I don’t understand what you mean—it doesn’t really matter how many characters or columns you’re indented, and can’t you discern depth visually in the same way regardless of typeface?
I've been using DejaVu Sans (proportional) for programming (including Python) for the last few months, and found it very easy to get used to.
There are just a few glyphs that could be adjusted to line up better (closing braces in JS/PHP are a few px off), or in the case of quotation marks, two single quotes render the same as one double quote.
I've started editing DejaVu (it's OSS) to correct these small number of issues, I don't think they are insurmountable.
Well I'm not sure that it's actually a problem in practice but with a W taking up two ' ' spaces I can imagine a scenario where you over correct and end up in the wrong level.

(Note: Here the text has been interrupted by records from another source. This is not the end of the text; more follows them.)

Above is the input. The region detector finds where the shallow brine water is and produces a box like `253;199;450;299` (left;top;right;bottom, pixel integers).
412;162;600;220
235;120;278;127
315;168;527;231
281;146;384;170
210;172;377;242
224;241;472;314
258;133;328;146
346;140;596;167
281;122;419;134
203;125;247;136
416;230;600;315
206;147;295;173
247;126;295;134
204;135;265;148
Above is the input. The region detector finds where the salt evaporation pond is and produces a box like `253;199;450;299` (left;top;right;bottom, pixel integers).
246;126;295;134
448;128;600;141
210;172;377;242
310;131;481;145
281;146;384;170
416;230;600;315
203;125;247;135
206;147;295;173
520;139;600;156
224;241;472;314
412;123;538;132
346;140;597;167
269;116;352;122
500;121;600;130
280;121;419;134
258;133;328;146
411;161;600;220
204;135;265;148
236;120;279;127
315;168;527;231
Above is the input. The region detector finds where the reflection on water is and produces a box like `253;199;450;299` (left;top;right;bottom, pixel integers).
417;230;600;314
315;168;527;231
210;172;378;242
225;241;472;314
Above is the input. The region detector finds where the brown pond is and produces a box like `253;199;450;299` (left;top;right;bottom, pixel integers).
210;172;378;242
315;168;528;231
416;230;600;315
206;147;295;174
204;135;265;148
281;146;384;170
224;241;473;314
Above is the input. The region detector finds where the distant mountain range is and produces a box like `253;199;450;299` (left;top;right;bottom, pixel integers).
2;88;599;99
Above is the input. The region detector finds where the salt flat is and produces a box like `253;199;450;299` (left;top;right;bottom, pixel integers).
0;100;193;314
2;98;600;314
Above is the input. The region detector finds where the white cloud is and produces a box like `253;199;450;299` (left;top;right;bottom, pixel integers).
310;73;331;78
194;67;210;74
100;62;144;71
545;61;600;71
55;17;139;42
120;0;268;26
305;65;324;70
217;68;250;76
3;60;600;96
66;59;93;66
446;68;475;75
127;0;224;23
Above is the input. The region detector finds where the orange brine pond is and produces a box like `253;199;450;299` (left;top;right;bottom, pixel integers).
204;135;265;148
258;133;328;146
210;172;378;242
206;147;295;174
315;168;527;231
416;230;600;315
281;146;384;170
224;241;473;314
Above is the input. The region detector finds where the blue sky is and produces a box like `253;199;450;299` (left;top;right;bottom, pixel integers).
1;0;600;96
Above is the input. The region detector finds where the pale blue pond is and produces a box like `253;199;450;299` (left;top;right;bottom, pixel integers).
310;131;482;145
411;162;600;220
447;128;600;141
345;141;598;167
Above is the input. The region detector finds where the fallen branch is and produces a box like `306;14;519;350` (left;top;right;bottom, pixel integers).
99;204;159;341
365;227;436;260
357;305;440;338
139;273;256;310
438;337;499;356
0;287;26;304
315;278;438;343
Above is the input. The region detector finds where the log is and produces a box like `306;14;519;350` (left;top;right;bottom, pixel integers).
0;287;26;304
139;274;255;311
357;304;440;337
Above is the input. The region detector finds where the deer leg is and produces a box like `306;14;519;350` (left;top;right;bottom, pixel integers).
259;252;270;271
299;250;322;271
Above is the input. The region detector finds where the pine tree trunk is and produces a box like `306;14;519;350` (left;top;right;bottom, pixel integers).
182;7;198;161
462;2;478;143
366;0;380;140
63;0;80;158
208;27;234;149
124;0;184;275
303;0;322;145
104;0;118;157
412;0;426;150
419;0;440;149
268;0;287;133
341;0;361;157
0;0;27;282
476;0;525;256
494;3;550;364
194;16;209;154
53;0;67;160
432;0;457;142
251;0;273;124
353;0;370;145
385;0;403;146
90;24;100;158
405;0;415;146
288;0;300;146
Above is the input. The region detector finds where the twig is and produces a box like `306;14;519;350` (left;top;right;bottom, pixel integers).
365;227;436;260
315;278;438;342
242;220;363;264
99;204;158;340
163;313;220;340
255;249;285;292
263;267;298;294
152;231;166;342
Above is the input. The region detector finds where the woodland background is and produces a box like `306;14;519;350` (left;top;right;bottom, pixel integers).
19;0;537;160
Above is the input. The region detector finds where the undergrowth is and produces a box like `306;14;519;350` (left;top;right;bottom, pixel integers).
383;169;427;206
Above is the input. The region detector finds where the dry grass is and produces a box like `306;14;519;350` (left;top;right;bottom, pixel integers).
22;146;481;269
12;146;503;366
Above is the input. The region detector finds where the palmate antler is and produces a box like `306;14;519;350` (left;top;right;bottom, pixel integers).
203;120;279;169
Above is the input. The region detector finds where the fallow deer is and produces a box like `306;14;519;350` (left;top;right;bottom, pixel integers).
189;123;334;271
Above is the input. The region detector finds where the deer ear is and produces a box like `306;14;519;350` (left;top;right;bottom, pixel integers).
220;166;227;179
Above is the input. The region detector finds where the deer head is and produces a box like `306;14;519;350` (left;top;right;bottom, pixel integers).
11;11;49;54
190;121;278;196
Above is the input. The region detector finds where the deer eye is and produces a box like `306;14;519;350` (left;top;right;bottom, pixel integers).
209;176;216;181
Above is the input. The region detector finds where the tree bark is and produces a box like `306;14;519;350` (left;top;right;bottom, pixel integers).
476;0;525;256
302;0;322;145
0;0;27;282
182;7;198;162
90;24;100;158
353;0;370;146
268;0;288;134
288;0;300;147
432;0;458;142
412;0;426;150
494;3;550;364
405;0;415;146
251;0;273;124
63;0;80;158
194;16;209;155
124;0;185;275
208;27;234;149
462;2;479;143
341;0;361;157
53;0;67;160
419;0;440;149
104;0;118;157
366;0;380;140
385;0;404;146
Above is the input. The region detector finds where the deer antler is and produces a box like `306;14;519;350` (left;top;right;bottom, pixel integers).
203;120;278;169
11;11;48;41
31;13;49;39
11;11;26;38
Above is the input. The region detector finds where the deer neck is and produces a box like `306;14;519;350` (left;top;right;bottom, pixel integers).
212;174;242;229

No, it doesn’t. Your indentation level matters, but provided your indentation is consistent, it doesn’t matter whether you use tabs or spaces, and the notion of “column” isn’t relevant to proportional-width fonts. If you’re worried about invalid indentation hiding from you, don’t use spaces for indentation with a proportional font—it doesn’t make sense anyway.
It matters more when you've got a statement broken over multiple lines. If you've got a function which takes a lot of arguments for example, lining them all up vertically can make the code a lot easier to read. This can be difficult or impossible to do with a proportional width font (and would almost certainly look very strange to anyone else looking at the code in a fixed-width font).
That's understandable. I agree that tabs would work much better than spaces with a proportional font. However, in the case of Python PEP 8 states that you should use 4 spaces. Not doing so will make it very hard to collaborate with other devs.
It's not that I think that proportional fonts couldn't work (even with python) It's just that I have concern about visually assessing indentation. Maybe it's time I try one and find out.